Vous avez naturellement fait un effort pour atteindre votre objectif. Chaque fois que l’on fait quelque chose de nouveau, cela paraît difficile. Pour un petit bébé qui marche à quatre pattes, il est vraiment dur se lever et de faire un pas. Commencer à marcher est aussi difficile. De même, lorsqu’il essaie de courir, l’enfant a du mal. Tout ce qui est nouveau semble ardu. Il en va de même dans la vie spirituelle : avant de commencer à cheminer sur une voie, quelle qu’elle soit, il est très facile de demeurer immergé dans l’ignorance. Mais dès l’instant où nous voulons traverser à la nage la mer de l’ignorance pour accéder à celle de la connaissance et de la sagesse, la difficulté nous paraît grande. Car tout nouveau mouvement dans la vie demande un effort. Ce n’est pas notre voie qui est difficile. Elles le sont toutes, au début. Une voie implique un mouvement et le mouvement est porteur de nouveauté. Ce qui est nouveau semble ardu, car c’est quelque chose d’apparemment inconnaissable. Mais dès que l’on a fait le premier pas et que l’on est prêt à faire le second, le premier semble avoir été très facile. Lorsqu’on vient d’entrer au jardin d’enfants, il paraît impossible d’aller à l’école. Mais une fois sorti du jardin d’enfants, lorsqu’on est bien établi dans l’école primaire, on se rend compte à quel point la connaissance et la sagesse du jardin d’enfants étaient faciles à acquérir.

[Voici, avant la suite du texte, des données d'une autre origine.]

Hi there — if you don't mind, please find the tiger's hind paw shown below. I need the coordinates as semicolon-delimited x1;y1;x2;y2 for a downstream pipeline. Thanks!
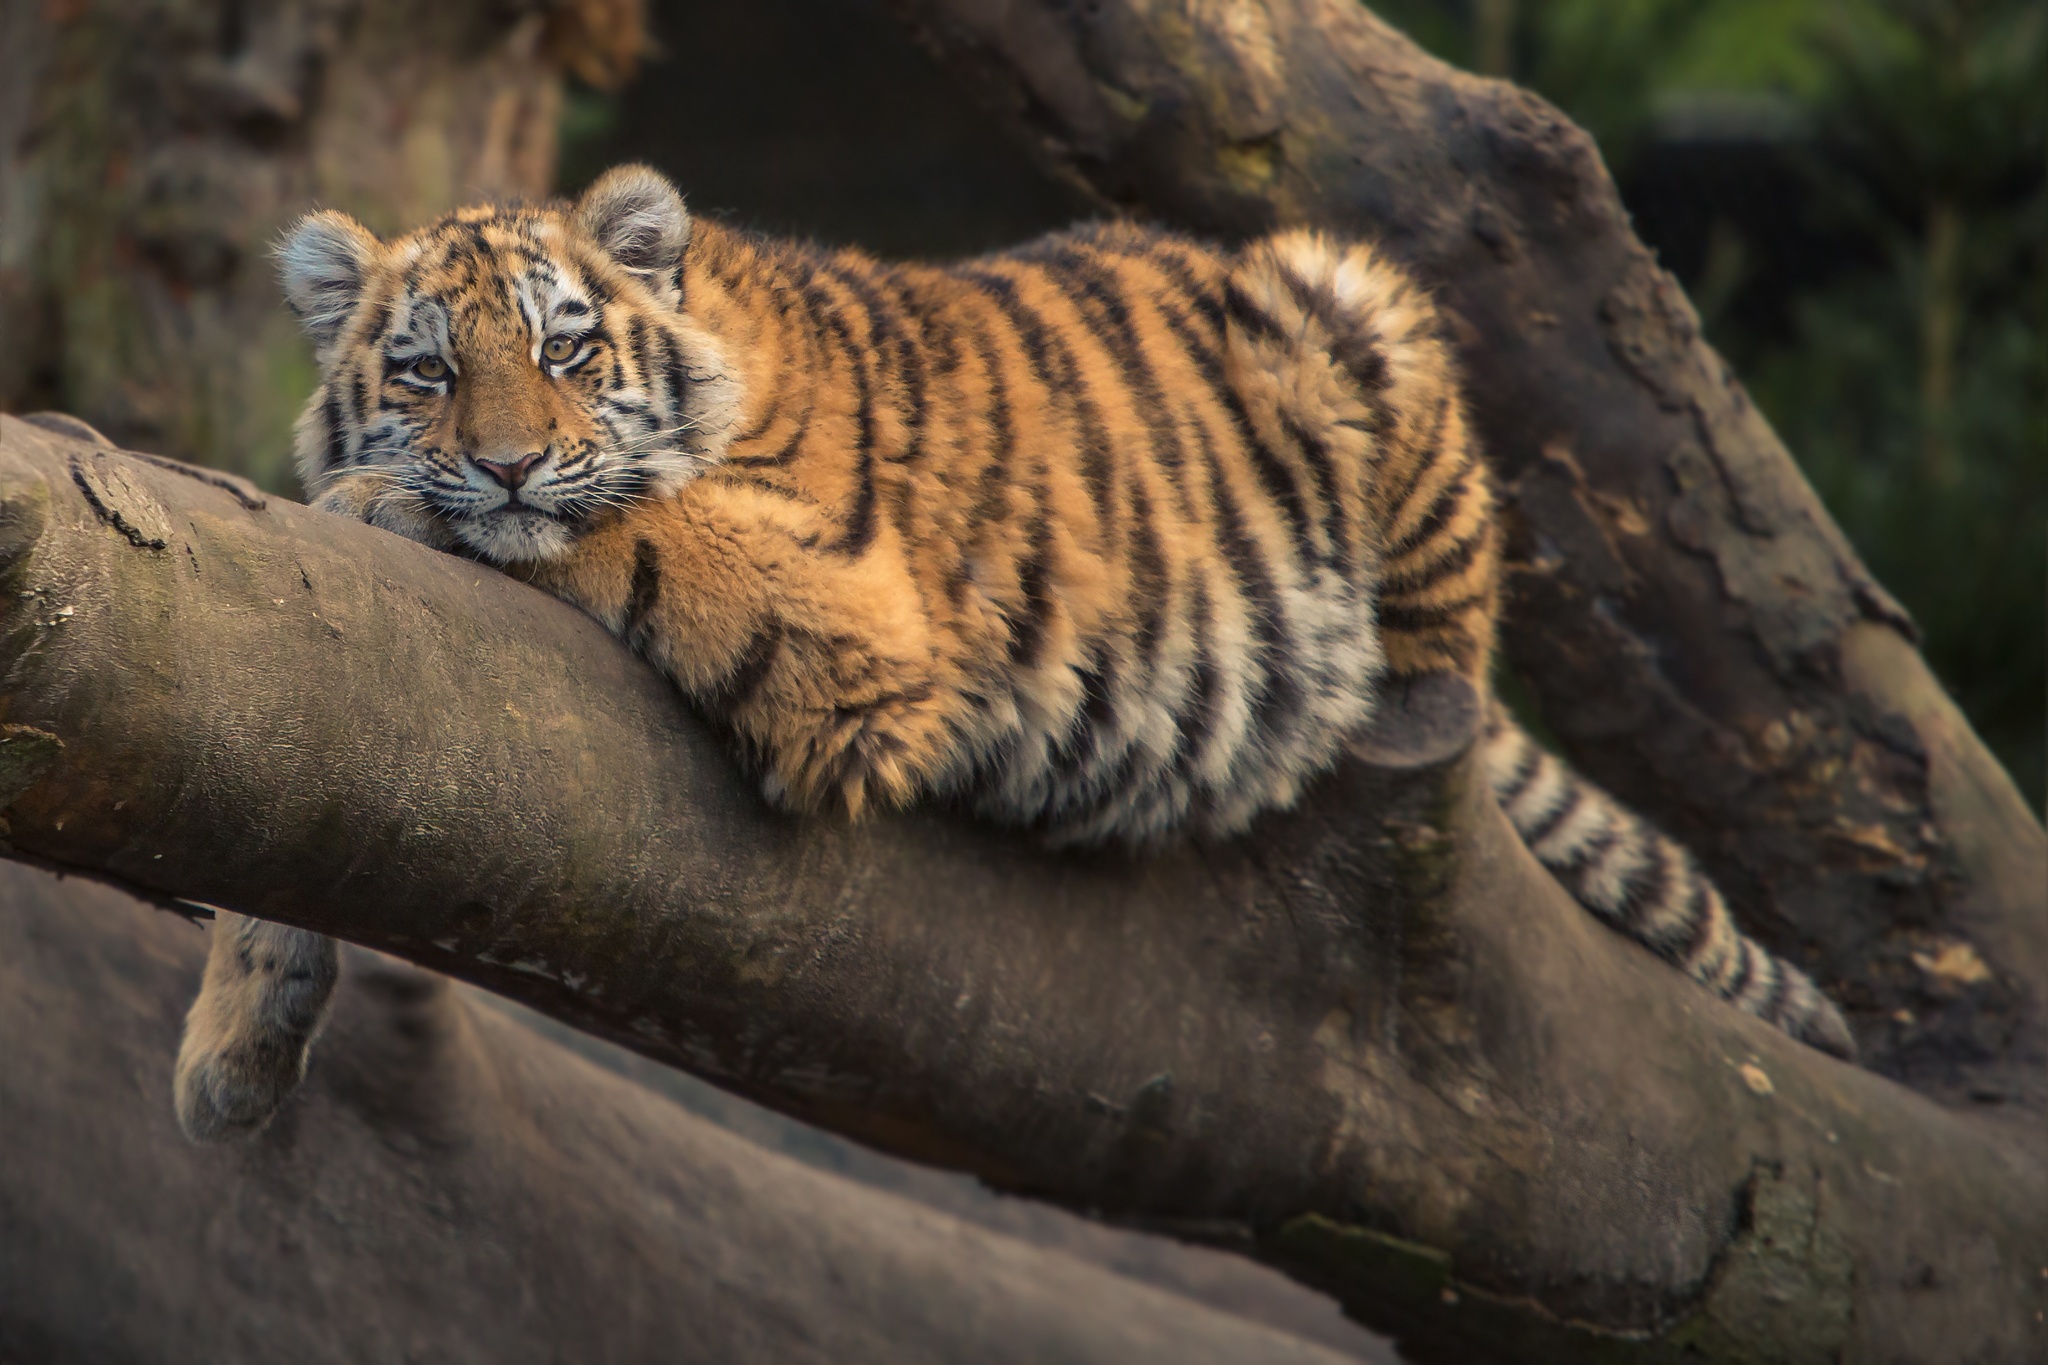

Au début, tout ce que nous faisons nous semble difficile parce que c’est inconnu. Mais ce qui est inconnu n’est pas pour autant inconnaissable. À peine entrés dans le monde intérieur, nous nous y sentons totalement perdus. Mais ce monde ne nous demeure pas inconnu à jamais. Nous finissons par le maîtriser au bout d’un certain temps. Alors, les difficultés s’évanouissent. Ce qui est inconnaissable aujourd’hui ne sera plus qu’inconnu demain. Et après-demain, cela sera connu. Et le jour suivant, ce ne sera plus qu’un simple fait, dont nous dirons : « Oh, je l’ai toujours su ».

Aujourd’hui un petit garçon m’a demandé : « Avez-vous toujours connu Dieu ? » Je lui ai répondu : « Oui et non. Avant de réaliser Dieu, j’avais le sentiment de ne pas toujours Le connaître, mais le jour où je L’ai réalisé, j’ai pris conscience du fait que je L’avais toujours connu. Je L’ai connu depuis le début de la création, lorsque nous avons été tous deux responsables de la création. Lorsque vous réaliserez Dieu, vous sentirez vous aussi que vous et Lui avez été des partenaires également responsables, et que vous avez toujours été ensemble. Il a voulu que vous jouiez le rôle du son tandis qu’Il jouait celui du silence. Alors Dieu a dit : « Je resterai ici, et toi, tu descendras. Je demeurerai auprès de toi tandis que tu joueras le rôle du son. Et d’en-haut, Je jouerai le rôle du silence.»

Avant la réalisation de Dieu, nous ne pouvons pas dire franchement, avec toute la conviction de notre cœur, que nous connaissons Dieu depuis toujours. Une personne non-réalisée aurait tort d’affirmer cela. Mais une fois qu’on a réalisé Dieu, dire que l’on n’a pas toujours connu Dieu serait une erreur véritable. Ce serait une sorte de fausse modestie.